Calibre’s robust conversion engine can be leveraged to help with formatting tasks. Converting with calibre helps when you are dealing with a format you cannot easily edit, or a format you aren’t very familiar. It’s also helpful in situations where the insides of the file is such as mess it’s hard to understand.
Many of these tasks are geared toward people who already have an ebook in an existing format that they need to clean up. A common case is a book from Project Gutenberg. Ebooks from Project Gutenberg are in no way poor quality. However, a TXT file is not going to have any formatting because the format doesn’t support it. There is a large number of people who want to add fancy formatting to classic titles. Another reason for conversion first is HTML documents produced by Microsoft Word. While Word is a great text editor its HTML output is atrocious. There is often lots of extra formatting information that is unnecessary and unused. Conversion can reduce the amount of time they need to spend adding formatting by using calibre as a first step.

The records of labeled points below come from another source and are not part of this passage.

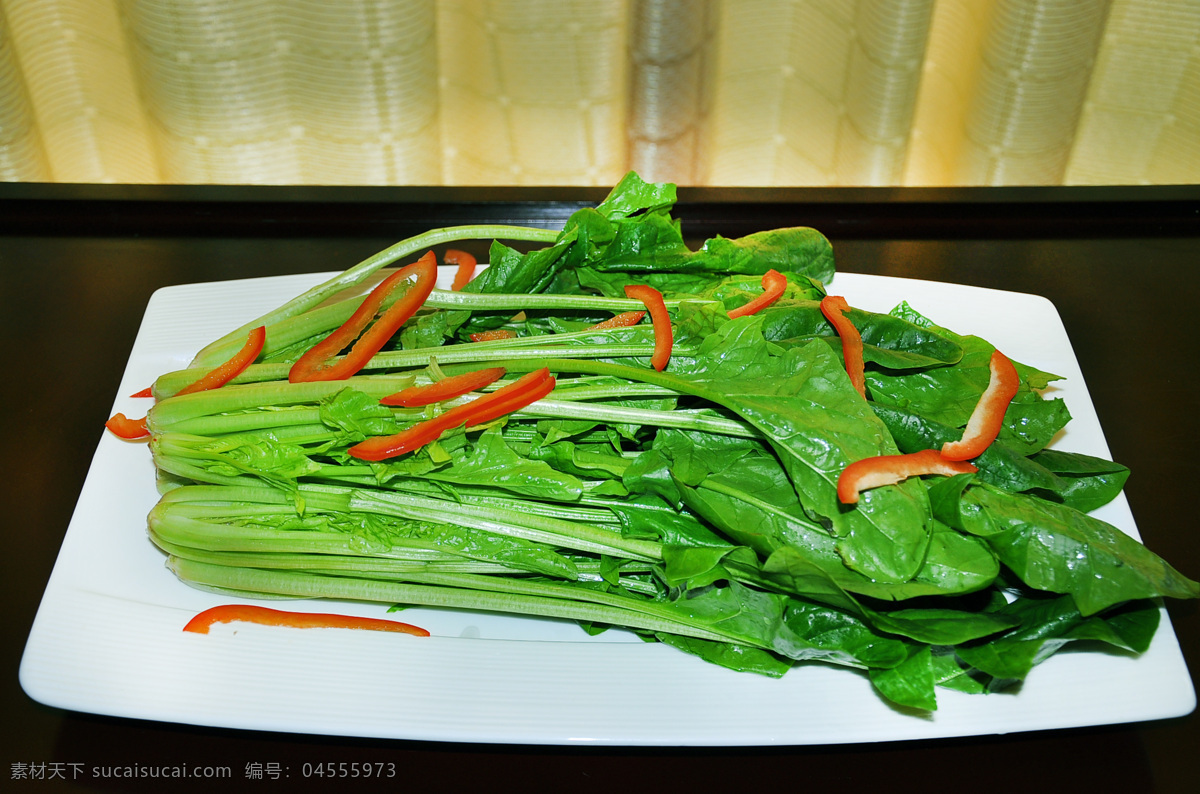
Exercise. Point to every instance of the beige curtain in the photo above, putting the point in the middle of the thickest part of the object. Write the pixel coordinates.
(730, 92)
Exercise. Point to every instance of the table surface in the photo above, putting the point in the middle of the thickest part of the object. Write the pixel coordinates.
(78, 264)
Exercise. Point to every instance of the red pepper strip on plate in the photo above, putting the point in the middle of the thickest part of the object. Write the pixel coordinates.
(233, 367)
(834, 308)
(891, 469)
(127, 428)
(466, 268)
(988, 416)
(136, 428)
(622, 320)
(315, 364)
(246, 613)
(773, 286)
(516, 395)
(493, 335)
(513, 403)
(664, 337)
(445, 389)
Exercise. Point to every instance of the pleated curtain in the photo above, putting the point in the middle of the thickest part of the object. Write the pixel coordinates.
(725, 92)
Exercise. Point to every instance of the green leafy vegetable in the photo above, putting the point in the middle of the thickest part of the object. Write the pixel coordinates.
(696, 505)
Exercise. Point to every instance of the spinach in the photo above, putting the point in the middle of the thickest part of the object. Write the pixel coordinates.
(697, 505)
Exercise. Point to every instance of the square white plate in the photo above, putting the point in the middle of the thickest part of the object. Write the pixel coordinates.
(108, 639)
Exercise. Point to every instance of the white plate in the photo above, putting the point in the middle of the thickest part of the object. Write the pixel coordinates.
(108, 639)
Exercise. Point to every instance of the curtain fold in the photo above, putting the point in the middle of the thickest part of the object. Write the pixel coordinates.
(731, 92)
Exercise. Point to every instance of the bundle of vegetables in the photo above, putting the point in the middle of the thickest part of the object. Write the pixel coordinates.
(617, 429)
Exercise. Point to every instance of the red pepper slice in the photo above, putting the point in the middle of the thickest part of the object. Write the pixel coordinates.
(233, 367)
(622, 320)
(129, 428)
(891, 469)
(315, 364)
(263, 615)
(834, 308)
(516, 395)
(466, 263)
(664, 336)
(988, 416)
(447, 389)
(513, 403)
(773, 286)
(493, 335)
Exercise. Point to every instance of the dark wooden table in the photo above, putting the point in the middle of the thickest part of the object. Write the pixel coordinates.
(78, 263)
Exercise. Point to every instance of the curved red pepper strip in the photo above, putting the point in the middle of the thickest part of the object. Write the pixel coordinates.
(129, 428)
(466, 263)
(514, 403)
(447, 389)
(233, 367)
(834, 308)
(664, 336)
(382, 447)
(623, 320)
(988, 416)
(773, 286)
(315, 364)
(263, 615)
(891, 469)
(493, 335)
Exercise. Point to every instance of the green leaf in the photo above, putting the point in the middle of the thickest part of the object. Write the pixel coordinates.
(1061, 549)
(911, 683)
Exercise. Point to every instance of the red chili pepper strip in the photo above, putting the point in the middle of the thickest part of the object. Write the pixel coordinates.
(466, 263)
(622, 320)
(834, 308)
(988, 416)
(263, 615)
(381, 447)
(664, 337)
(891, 469)
(315, 364)
(127, 428)
(493, 335)
(773, 286)
(445, 389)
(233, 367)
(514, 403)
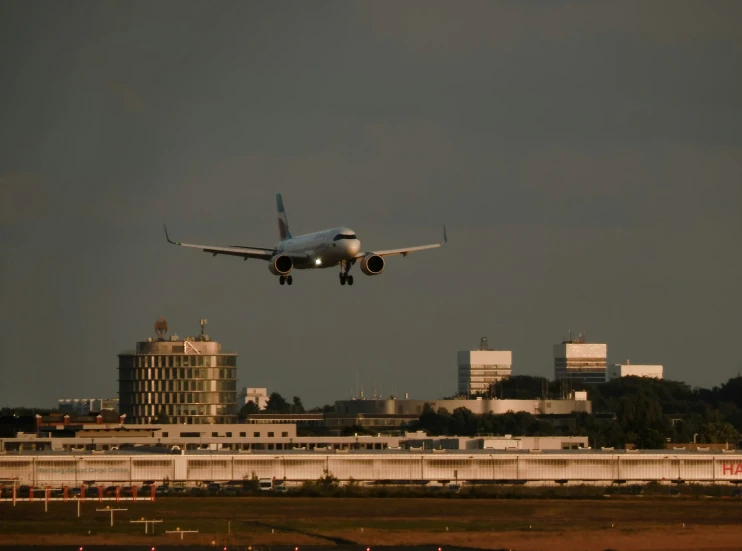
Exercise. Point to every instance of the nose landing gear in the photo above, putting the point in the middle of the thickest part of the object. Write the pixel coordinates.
(345, 277)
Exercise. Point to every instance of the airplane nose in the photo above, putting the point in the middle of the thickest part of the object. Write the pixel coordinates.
(354, 247)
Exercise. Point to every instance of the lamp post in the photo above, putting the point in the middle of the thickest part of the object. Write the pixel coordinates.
(109, 510)
(146, 523)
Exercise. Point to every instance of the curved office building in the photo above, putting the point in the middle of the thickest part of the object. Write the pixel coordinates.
(178, 381)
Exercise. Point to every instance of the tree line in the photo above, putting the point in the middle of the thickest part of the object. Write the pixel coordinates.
(630, 410)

Some common ebook formats MOBI (used by Amazon) and eReader PDB are compiled. They are not easily edited and one of the easiest ways to make changes is to convert to a format that has robust editing tools.
There have been many ebook formats over the decades that ebooks have been around. I’m not going to go into why there are so many ebook formats but know that many of them are not widely used any more. It’s easier to take a format like an ebook in the Plucker format from Project Gutenberg and convert it to an easy to edit format than working in the Plucker format.
Now that the whys are out of the way let’s move on to the hows.
When converting from any format there are a few output formats I recommend. EPUB is of course easy to edit using Sigil. If you want to use HTML as your base format I would commend looking into calibre’s HTMLZ output. HTMLZ is really a ZIP file with a single HTML file inside of it. One major advantage of HTMLZ over EPUB is HTMLZ output has some options that can be used to clean up the output. For instance HTMLZ can condense CSS styling to a basic set and produce a CSS HTML file inside of the archive.
Another option for conversion is TXT output. TXT by itself will remove all formatting. If the file is so poorly formatted it could be easier to start from scratch and add all formatting back yourself. TXT output also has the advantage of being able to produce Markdown or Textile formatted output. Both of these give basic formatting while removing extraneous formatting information.
Finally, when converting with calibre look at the Heuristic formatting options. They are disabled by default and should be used with care (Except with non-Markdown and non-Textile TXT input). There are heuristics for many common formatting needs such as detecting and formatting chapters and chapter subtitles. There are heuristics for italicizing common cases, removing unnecessary hyphens, and fixing broken lines. There are more options than these and it’s a good idea to go though them all and enable the ones that apply to the ebook your working on.
My recommendation is if you’re starting with a poorly formatted starting point use conversion to do some of the basic work for you. Conversion is an automated process and can take care of some tedious tasks for you but it’s not a replacement for human editing.